Родившийся в 1774 году Спонтини написал в наполеоновскую эпоху в Париже оперы «Весталка» и «Фердинанд Кортес» и приобрел европейскую известность в качестве оперного композитора. К тому же он отличался яркой внешностью. Гейне так описывал его: «Высокий рост, глубоко посаженные темные пламенные глаза, черные как смоль локоны, до половины закрывающие изборожденный морщинами лоб, наполовину меланхоличное, наполовину гордое очертание губ, знойная страстность этого смуглого лица, на котором бушевали и продолжают еще бушевать всевозможные страсти, голова, которая, видимо, должна быть у калабрийца и которая вместе с тем может быть названа красивой и благородной — все это составляет портрет человека, духом которого порождены „Весталка“, „Кортес“ и „Олимпия“». Внешностью Спонтини Гофман обычно наделял своих магнетизеров.
Этот композитор с осанкой наполеоновского генерала и в музыке любил имперские замашки. Как позднее Вагнер, Спонтини стремился к слиянию драматического действия, музыки и художественного оформления в единое целое, которое должно было захватывать и держать в напряжении публику. Тяготение к грандиозности и монументальности тайным образом роднило это искусство с властью. Еще в бытность свою в Париже Спонтини был окружен вниманием сильных мира сего, и теперь прусский король, пригласивший его в Берлин вопреки воле генерального интенданта Брюля, всячески выражал свое благорасположение к нему. Сразу же по прибытии в Берлин 27 мая 1820 года композитор был принят при дворе, а 30 мая 1820 года состоялось чрезвычайно пышное торжественное представление «Весталки».
Предпринятая Спонтини «атака на все органы чувств» не застала врасплох трезвомыслящих берлинцев. Гейне сообщал об этом в Вестфалию: «Имеете ли вы у себя в Хамме возможность слушать музыку этой оперы («Олимпии». — Р. С.)? В литаврах и тромбонах там нет недостатка, так что один остряк предложил испытать музыкой этой оперы прочность стен нового здания театра. Другой остряк, возвращаясь с представления „Олимпии“, услышал на улице громкую барабанную дробь, отбивавшую вечернюю зарю, и с облегчением воскликнул: „Наконец-то можно послушать нежную музыку!“ Глухие были совершенно в восторге от столь великолепной, густой музыки и уверяли, что могли руками ощущать ее. Энтузиасты же кричали: „Осанна! Спонтини и сам — музыкальный слон! Он — ангел тромбонов!“».
В Берлине выражали недовольство привилегированным положением этого «музыкального слона» при дворе, его высоким жалованьем, достигавшим 4000 талеров, предоставленным ему в знак особой милости правом ездить в королевской карете в сопровождении генерал-адъютанта.
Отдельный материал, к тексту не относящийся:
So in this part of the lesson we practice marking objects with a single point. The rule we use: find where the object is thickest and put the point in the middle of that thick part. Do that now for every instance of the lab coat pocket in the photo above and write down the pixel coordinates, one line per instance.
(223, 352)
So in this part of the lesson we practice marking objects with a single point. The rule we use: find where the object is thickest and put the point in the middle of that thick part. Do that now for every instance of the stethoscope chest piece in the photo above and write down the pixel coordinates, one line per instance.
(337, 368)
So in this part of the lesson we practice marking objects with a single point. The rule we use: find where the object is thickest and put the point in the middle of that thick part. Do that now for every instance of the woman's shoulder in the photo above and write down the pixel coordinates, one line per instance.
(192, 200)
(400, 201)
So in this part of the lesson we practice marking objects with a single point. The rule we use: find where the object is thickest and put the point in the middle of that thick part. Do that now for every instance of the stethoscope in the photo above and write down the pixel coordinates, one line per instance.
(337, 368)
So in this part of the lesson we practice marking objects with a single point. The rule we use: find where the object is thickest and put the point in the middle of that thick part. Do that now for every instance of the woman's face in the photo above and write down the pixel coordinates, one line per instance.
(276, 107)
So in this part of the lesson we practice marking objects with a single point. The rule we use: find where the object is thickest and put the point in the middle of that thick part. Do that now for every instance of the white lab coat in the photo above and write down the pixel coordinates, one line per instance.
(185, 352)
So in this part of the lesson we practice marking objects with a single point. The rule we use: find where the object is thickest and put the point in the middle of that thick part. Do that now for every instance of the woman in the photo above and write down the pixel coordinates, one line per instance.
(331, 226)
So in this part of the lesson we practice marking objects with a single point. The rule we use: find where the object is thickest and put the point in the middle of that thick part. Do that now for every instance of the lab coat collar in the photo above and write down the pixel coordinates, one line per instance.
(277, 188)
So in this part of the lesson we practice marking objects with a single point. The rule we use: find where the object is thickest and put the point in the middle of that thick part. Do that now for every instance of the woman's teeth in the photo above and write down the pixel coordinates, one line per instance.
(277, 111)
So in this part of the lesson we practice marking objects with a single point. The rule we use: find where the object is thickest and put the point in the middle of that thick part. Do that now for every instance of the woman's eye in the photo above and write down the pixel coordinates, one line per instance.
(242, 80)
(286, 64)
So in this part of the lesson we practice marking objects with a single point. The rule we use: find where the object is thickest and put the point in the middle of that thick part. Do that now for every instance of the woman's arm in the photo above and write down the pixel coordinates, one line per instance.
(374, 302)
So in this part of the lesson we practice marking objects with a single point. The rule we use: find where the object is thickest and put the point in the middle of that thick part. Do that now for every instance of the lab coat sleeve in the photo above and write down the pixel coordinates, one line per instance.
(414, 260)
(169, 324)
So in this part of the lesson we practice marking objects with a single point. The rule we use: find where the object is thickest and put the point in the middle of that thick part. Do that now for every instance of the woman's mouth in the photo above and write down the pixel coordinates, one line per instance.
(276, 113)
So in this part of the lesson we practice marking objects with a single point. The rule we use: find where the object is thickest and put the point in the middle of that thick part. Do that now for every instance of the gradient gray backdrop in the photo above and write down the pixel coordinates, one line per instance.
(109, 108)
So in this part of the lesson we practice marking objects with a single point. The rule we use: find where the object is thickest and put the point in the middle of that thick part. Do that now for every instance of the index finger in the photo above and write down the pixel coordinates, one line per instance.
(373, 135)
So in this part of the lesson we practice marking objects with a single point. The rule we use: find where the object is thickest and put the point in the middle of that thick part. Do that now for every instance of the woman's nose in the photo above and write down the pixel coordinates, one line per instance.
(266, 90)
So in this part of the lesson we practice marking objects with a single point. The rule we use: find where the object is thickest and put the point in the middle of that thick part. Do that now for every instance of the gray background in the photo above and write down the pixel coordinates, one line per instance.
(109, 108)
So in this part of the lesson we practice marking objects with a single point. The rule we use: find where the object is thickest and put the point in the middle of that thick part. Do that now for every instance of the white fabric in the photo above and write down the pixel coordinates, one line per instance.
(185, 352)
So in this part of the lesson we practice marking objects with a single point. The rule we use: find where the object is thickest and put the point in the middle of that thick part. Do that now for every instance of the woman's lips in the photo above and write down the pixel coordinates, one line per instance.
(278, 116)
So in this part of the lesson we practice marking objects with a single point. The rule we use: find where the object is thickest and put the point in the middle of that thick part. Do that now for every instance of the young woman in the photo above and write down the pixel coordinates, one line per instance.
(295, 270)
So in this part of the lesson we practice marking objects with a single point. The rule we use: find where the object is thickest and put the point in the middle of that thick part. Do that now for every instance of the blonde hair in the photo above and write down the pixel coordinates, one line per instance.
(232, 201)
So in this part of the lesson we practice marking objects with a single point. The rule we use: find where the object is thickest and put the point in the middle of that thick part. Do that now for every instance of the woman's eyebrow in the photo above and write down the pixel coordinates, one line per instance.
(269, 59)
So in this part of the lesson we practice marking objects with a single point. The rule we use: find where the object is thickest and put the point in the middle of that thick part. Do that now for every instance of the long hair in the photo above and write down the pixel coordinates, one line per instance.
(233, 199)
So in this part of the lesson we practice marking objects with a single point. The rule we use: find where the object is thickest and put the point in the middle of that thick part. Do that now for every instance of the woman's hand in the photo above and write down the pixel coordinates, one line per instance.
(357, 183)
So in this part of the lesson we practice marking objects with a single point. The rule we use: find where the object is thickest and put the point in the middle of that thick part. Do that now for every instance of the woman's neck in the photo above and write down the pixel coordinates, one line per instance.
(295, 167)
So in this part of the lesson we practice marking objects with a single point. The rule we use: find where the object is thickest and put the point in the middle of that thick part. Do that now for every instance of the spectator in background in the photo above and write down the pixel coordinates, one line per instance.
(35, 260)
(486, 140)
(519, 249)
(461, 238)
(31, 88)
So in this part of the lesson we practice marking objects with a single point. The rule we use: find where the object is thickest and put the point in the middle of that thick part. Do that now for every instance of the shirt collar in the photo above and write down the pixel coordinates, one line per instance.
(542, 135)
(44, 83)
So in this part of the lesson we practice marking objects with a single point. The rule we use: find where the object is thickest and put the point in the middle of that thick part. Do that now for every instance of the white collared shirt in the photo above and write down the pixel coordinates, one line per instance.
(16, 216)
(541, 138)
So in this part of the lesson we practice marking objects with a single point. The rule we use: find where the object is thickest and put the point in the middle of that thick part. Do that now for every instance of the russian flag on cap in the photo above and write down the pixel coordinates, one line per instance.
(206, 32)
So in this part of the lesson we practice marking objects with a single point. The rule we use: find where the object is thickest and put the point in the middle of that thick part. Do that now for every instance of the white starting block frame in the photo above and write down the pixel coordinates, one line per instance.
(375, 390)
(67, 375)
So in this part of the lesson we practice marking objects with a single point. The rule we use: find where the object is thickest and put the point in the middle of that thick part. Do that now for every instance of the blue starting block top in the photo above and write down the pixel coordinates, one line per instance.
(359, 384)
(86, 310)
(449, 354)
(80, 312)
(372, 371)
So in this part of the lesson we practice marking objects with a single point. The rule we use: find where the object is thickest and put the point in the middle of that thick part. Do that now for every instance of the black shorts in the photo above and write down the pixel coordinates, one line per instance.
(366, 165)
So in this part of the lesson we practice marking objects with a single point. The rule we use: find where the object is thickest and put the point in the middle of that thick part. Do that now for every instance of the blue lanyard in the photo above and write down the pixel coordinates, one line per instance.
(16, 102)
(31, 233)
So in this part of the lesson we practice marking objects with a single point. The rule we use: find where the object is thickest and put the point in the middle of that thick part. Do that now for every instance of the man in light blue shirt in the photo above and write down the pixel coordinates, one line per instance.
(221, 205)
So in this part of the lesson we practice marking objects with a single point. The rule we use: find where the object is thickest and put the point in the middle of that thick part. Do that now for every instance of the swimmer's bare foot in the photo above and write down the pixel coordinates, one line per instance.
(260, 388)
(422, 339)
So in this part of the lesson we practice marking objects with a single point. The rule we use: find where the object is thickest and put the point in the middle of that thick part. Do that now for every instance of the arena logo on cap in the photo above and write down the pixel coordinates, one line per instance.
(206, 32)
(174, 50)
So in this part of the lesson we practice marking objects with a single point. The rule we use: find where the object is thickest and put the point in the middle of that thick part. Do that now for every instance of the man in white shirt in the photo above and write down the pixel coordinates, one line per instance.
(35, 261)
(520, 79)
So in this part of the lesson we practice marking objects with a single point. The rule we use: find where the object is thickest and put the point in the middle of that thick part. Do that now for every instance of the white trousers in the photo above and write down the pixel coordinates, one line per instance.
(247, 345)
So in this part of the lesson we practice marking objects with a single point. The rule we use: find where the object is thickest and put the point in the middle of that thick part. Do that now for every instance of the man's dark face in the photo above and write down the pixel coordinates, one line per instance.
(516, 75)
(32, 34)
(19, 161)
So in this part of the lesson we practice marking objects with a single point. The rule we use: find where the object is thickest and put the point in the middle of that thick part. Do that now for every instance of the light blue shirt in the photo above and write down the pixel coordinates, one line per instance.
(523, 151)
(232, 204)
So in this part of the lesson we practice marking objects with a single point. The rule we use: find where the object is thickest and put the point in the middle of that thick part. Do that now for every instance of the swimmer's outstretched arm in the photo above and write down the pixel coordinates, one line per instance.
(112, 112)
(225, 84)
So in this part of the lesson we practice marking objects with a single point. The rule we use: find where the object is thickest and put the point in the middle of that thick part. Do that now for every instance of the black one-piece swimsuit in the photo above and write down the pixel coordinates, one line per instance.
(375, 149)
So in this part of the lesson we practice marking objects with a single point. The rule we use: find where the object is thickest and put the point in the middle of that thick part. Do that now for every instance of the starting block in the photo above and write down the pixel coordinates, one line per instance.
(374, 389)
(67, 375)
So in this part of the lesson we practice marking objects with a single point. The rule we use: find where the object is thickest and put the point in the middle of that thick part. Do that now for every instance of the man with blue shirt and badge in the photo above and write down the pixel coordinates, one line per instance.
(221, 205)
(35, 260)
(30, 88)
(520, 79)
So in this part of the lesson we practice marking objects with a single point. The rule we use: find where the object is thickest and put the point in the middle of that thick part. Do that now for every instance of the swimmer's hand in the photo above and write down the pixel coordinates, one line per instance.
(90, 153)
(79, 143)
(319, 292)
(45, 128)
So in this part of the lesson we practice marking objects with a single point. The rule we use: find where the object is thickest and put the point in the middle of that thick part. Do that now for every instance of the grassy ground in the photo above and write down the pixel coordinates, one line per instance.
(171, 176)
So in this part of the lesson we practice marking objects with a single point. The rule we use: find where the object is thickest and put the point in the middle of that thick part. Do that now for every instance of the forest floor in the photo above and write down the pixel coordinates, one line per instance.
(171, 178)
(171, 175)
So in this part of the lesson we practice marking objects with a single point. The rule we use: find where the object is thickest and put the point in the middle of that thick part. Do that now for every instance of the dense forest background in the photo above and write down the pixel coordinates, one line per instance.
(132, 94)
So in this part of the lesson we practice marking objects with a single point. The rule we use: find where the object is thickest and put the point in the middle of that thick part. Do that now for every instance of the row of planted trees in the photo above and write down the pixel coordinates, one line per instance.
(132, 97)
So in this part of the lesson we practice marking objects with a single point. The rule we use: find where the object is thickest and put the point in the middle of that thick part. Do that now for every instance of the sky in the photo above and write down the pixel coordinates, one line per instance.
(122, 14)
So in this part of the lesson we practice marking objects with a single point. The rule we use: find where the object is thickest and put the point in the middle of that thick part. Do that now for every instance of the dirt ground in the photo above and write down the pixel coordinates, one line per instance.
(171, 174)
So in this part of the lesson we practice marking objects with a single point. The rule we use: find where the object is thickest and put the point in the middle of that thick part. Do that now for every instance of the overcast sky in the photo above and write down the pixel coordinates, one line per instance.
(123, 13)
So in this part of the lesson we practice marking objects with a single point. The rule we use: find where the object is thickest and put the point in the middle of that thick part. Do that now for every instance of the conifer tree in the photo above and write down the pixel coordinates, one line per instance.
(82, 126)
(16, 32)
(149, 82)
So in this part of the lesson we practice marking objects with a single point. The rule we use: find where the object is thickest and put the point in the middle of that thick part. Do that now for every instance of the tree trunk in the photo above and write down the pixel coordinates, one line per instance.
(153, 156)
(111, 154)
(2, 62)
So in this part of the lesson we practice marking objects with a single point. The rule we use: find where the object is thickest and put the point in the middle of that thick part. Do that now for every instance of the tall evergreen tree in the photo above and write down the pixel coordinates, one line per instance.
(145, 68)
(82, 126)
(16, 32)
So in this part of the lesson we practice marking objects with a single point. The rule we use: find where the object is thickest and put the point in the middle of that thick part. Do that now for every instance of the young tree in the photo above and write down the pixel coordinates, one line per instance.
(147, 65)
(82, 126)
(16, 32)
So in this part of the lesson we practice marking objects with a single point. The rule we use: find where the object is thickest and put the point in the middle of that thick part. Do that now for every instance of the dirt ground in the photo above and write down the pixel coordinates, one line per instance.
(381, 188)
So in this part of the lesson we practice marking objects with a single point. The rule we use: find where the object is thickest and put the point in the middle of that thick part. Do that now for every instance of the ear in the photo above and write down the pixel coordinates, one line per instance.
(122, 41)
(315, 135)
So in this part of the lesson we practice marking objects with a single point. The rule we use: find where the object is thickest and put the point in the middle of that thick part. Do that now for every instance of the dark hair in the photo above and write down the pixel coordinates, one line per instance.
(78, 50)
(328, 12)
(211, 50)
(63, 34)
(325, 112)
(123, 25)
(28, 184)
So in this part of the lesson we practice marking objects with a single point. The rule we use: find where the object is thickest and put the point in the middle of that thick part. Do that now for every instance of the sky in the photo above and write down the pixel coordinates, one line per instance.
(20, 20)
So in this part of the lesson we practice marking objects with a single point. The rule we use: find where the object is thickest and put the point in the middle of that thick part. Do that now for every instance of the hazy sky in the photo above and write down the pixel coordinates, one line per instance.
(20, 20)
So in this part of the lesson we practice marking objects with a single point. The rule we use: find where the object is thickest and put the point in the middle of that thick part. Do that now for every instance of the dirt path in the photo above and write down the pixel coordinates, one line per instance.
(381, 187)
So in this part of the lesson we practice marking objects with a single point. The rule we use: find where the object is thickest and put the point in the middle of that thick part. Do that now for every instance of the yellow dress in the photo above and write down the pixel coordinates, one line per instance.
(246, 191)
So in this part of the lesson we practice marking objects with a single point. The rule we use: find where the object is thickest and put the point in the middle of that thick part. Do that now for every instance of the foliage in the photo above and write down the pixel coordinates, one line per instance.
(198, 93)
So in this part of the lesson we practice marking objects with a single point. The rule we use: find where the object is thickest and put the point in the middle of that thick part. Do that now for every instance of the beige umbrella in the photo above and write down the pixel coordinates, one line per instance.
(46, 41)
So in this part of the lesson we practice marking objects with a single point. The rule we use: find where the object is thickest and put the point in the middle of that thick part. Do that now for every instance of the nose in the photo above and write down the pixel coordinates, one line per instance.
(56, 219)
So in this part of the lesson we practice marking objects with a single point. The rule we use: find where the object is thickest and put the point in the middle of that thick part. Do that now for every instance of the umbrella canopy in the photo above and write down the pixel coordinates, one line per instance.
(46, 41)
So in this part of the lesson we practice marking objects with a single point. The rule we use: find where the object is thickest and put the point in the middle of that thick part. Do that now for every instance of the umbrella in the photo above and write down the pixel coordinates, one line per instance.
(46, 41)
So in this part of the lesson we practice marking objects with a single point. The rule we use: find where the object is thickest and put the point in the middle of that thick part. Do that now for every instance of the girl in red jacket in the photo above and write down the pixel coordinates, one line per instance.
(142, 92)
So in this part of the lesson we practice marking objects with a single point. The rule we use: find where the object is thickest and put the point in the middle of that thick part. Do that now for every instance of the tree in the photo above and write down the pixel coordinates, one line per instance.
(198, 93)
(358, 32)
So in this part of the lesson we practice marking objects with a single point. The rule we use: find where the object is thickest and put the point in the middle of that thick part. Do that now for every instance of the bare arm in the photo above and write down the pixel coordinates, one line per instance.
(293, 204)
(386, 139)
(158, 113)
Пострадавший в результате «преследования демагогов» патриотизм пережил новое оскорбление: королевское всевластие предпочло итальянца представителям национального немецкого искусства. Это обозлило публику, которая из-за политических репрессий была вынуждена давать выход своему раздражению в театрально-оперном скандале. В запале страстей упустили из виду то обстоятельство, что Спонтини в действительности порвал с традицией итальянской оперы и разрабатывал в более монументальном варианте реформированную оперу Глюка, то есть в известной мере придерживался немецкой традиции. В этом отношении он явился предшественником Вагнера.